第14回戦:行弘 賢 vs. リウ・ユーチェン/Liu Yuchen

準々決勝:行弘 賢 vs. リード・デューク

 《虚ろな者》が持つ可能性は、0マナで4/4を繰り出せるというだけではない! ルイス・サルヴァット/Luis Salvattoとの準決勝にて、行弘 賢は《渋面の溶岩使い》による止めの一発を放つためにもう1枚墓地のカードが必要だった。そこで彼は《虚ろな者》を「サイクリング」して墓地のカードを2枚にし、スコアを2-2に戻すことに成功したのだった。

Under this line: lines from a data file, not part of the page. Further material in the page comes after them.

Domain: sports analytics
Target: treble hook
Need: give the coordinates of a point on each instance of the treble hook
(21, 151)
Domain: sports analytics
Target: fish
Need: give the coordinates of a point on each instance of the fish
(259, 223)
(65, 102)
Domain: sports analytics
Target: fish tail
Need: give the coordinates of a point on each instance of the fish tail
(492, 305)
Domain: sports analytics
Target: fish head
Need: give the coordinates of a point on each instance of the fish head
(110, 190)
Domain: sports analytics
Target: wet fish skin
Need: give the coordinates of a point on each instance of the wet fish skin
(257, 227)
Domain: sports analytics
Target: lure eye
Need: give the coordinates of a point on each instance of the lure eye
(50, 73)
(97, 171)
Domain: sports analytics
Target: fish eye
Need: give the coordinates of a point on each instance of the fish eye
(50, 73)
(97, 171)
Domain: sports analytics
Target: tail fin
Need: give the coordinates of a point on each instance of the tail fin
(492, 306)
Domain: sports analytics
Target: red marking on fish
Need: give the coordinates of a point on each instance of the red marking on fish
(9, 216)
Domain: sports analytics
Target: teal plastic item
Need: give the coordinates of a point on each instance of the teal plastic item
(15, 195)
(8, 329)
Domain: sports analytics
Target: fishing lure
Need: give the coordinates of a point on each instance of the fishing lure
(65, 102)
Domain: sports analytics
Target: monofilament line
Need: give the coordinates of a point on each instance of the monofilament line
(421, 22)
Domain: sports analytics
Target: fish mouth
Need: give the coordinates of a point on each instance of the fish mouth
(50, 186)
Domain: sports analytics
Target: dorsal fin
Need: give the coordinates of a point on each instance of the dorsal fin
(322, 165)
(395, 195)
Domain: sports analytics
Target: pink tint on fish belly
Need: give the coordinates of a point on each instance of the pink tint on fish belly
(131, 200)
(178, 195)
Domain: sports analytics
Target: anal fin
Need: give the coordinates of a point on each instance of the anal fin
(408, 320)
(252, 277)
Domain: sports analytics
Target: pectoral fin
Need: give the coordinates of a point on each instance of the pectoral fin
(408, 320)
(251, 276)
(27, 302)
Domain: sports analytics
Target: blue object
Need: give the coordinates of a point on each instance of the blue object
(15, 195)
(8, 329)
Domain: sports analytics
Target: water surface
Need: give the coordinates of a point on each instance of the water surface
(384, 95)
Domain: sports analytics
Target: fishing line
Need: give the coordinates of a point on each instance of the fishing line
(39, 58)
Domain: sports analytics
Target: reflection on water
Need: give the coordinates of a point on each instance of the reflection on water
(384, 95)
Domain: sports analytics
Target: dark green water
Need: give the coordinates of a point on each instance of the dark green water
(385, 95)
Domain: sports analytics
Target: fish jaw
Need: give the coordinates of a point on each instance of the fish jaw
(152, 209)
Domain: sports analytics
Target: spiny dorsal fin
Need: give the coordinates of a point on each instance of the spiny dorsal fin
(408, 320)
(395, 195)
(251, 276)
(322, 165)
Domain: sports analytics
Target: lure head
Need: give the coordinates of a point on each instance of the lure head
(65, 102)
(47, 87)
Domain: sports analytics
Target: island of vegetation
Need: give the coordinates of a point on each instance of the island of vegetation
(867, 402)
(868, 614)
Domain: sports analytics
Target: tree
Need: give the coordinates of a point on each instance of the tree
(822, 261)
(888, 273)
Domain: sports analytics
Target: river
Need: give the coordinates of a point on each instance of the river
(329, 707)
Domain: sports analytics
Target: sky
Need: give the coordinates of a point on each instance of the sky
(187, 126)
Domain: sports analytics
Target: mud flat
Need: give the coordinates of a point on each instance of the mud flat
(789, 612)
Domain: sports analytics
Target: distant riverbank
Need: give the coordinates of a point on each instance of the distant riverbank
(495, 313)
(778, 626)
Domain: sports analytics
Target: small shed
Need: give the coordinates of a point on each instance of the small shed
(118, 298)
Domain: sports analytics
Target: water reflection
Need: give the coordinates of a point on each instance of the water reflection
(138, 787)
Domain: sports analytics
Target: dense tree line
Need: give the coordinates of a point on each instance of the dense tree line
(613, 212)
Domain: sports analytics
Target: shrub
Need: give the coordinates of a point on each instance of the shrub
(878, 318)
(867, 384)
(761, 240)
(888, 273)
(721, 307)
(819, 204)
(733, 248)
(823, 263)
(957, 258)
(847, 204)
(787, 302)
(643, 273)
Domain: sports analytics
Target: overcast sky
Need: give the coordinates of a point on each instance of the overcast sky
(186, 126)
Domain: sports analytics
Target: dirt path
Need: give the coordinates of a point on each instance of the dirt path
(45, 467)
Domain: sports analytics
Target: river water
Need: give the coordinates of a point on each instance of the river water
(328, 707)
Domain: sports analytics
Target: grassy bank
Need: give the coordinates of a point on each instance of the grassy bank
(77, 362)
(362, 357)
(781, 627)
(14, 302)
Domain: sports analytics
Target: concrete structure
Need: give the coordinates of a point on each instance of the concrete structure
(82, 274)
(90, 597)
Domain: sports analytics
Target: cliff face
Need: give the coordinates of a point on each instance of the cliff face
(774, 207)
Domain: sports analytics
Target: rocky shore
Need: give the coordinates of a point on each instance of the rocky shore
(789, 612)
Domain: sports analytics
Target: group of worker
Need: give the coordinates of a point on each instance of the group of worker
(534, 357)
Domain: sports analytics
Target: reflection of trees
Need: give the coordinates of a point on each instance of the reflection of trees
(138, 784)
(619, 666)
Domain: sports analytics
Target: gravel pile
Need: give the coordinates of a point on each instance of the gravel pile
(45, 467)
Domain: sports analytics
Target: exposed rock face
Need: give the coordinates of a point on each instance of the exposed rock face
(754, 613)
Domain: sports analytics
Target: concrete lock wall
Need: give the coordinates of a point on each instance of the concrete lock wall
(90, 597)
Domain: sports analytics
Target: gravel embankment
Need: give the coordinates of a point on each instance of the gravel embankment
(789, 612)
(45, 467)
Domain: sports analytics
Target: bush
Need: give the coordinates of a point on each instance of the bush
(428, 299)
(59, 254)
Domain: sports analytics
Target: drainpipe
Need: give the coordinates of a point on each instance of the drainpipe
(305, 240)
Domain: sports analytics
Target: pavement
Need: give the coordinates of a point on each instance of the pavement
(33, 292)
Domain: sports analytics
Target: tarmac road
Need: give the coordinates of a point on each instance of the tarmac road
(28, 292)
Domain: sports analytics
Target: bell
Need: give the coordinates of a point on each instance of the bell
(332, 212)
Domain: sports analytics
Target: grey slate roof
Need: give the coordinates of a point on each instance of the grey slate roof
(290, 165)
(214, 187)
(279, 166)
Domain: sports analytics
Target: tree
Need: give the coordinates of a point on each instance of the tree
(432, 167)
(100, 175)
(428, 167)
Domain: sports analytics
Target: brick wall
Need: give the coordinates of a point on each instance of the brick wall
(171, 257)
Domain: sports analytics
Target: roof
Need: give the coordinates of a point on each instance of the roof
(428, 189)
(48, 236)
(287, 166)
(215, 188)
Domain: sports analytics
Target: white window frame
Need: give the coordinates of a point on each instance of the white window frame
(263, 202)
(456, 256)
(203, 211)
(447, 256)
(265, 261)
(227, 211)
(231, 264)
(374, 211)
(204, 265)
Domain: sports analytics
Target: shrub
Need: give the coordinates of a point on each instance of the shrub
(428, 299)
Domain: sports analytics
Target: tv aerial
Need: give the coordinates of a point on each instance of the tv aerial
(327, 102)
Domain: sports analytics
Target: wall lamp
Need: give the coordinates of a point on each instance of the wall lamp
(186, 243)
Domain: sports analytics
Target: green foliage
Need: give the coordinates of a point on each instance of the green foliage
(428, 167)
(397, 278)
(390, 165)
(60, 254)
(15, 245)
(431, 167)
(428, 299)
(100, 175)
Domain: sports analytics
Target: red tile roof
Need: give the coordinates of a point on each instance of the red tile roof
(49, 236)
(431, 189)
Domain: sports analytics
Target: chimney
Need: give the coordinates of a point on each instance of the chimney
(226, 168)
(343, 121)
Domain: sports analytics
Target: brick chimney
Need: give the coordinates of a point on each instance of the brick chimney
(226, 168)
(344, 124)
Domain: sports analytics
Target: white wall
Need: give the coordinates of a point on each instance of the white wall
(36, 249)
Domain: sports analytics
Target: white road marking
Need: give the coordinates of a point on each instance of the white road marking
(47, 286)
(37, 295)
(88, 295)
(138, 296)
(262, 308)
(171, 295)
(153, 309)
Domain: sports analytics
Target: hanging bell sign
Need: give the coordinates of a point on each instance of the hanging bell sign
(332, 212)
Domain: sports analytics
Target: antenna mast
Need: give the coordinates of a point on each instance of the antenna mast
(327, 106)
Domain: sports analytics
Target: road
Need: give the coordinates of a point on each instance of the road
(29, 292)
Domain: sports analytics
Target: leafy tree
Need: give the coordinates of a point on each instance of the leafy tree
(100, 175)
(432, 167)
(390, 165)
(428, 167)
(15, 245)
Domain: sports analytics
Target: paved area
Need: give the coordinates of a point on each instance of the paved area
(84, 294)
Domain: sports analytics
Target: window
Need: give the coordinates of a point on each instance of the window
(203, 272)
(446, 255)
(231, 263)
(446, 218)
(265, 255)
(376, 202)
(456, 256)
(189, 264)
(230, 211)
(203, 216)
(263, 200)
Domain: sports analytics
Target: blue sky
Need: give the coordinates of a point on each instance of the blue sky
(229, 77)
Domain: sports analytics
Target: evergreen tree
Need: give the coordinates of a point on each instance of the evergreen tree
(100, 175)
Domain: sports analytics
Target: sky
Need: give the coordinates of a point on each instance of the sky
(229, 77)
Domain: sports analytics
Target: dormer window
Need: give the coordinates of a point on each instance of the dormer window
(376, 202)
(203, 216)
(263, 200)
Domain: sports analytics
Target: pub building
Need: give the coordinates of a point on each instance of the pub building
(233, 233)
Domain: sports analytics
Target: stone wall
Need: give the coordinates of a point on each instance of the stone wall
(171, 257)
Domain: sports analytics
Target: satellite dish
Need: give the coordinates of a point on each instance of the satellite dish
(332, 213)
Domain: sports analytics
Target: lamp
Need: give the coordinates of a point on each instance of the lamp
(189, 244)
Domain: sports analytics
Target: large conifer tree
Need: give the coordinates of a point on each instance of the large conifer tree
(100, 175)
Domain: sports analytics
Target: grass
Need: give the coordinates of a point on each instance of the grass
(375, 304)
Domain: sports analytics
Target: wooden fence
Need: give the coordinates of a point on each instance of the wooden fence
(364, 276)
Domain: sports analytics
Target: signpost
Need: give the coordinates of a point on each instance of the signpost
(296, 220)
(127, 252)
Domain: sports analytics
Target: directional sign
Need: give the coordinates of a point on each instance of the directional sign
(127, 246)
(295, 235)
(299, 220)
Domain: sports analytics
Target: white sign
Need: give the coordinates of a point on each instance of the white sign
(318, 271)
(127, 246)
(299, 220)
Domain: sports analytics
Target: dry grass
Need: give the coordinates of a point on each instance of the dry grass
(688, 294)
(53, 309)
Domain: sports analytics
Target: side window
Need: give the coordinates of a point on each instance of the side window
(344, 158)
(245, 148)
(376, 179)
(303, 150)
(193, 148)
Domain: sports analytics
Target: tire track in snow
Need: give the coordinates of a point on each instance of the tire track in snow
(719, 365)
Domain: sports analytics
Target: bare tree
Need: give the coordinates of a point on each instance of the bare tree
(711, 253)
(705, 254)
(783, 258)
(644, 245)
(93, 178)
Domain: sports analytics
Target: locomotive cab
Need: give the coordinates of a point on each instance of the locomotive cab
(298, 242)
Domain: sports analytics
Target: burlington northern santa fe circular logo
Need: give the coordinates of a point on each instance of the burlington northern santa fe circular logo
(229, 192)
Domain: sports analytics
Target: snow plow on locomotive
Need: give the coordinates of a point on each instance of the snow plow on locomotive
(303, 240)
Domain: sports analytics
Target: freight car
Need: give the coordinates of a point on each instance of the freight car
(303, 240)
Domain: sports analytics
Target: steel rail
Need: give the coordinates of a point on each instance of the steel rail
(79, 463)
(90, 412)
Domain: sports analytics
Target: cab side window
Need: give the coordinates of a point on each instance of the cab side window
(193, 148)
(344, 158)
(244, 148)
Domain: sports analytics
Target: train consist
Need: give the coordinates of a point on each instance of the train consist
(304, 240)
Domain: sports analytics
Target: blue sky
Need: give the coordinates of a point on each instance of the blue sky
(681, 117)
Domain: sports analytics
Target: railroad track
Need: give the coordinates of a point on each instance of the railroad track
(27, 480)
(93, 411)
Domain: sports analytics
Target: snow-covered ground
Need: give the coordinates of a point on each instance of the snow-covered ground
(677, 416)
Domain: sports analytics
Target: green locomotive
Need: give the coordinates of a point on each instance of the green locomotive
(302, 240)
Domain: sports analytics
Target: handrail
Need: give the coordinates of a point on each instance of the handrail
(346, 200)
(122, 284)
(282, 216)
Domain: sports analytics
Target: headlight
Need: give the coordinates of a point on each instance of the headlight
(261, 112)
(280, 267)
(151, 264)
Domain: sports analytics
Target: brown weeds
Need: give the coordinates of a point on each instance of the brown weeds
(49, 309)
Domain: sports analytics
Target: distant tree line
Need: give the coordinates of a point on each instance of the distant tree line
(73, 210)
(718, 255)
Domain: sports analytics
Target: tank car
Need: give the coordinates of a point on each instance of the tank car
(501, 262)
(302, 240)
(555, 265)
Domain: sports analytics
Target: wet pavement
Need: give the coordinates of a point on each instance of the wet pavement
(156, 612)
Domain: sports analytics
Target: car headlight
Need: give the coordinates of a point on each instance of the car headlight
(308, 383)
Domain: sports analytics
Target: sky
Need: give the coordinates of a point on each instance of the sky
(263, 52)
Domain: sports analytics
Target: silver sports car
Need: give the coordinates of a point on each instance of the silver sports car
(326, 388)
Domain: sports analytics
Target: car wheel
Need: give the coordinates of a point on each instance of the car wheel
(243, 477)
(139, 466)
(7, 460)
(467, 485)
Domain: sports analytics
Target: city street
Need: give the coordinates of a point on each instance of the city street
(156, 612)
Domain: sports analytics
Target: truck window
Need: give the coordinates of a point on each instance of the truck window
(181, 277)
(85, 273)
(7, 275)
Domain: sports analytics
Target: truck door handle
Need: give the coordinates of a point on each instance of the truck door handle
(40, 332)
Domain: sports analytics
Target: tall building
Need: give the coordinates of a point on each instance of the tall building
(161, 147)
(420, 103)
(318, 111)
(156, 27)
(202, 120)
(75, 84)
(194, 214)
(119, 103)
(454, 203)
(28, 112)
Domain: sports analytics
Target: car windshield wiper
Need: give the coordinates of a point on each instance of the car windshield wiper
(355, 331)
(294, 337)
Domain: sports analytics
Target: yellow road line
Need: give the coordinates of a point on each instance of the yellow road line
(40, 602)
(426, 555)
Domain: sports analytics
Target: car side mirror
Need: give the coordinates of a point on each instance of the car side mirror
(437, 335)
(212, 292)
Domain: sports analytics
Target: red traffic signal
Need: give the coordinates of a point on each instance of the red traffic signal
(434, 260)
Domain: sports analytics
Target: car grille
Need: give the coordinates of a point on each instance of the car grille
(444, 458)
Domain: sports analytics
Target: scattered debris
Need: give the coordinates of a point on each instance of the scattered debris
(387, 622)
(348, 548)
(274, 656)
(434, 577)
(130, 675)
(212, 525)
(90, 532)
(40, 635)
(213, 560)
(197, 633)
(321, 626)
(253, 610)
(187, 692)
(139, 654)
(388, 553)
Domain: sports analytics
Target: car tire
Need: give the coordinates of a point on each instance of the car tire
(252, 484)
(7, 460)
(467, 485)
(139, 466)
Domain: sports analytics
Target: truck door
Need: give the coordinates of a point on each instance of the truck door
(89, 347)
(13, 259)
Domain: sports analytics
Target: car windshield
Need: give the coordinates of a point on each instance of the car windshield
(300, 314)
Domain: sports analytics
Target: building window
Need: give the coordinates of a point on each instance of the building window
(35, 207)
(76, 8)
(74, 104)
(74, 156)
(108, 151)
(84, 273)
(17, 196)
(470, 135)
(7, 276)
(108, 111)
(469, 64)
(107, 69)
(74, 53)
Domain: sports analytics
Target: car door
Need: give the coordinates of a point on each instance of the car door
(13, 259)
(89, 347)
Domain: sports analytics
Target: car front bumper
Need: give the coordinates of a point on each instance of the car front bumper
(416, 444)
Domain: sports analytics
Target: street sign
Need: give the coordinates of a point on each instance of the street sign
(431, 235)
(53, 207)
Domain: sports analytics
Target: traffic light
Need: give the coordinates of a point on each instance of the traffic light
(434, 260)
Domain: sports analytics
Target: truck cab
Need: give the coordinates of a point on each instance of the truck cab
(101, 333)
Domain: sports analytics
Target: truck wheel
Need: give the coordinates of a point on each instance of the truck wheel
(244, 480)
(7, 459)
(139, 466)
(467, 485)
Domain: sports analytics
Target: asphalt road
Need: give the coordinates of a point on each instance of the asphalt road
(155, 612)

 行弘は主にふたつの面で世界に広く知れ渡っている――ひとつは魅力的なキャラクター、そしてもうひとつは魅力的なデッキ構築で。彼は《ホネツツキ》や《単体騎手》、《ツカタンのサリッド》といった、他に誰も目を向けないカードを信じて使ってきた。そしてこの週末の活躍により、《虚ろな者》も彼を代表するカードに加わるだろう。「黒赤『虚ろな者』」は、プレイする者にとっても観る者にとっても楽しく爆発力のあるデッキだった。プロツアー『イクサランの相克』のトップ8デッキの中でも、最もユニークなものとして記憶に残ることだろう。

 行弘は惜しくも決勝進出を逃したものの、自身4度目のプロツアー・トップ8入賞に笑顔を見せ、その足取りは軽かった。今大会ではチーム「Musashi」の盟友のうち3人が同様の「黒赤『虚ろな者』」を使用し、その全員が10勝6敗以上の成績を収めた。「Musashi」の結束力と《虚ろな者》の可能性を示す結果と言えるだろう。「Musashi」はこの週末63点ものプロ・ポイントを稼ぎ出し、プロツアー・チームシリーズの最上位へ一気に近づいたのだ!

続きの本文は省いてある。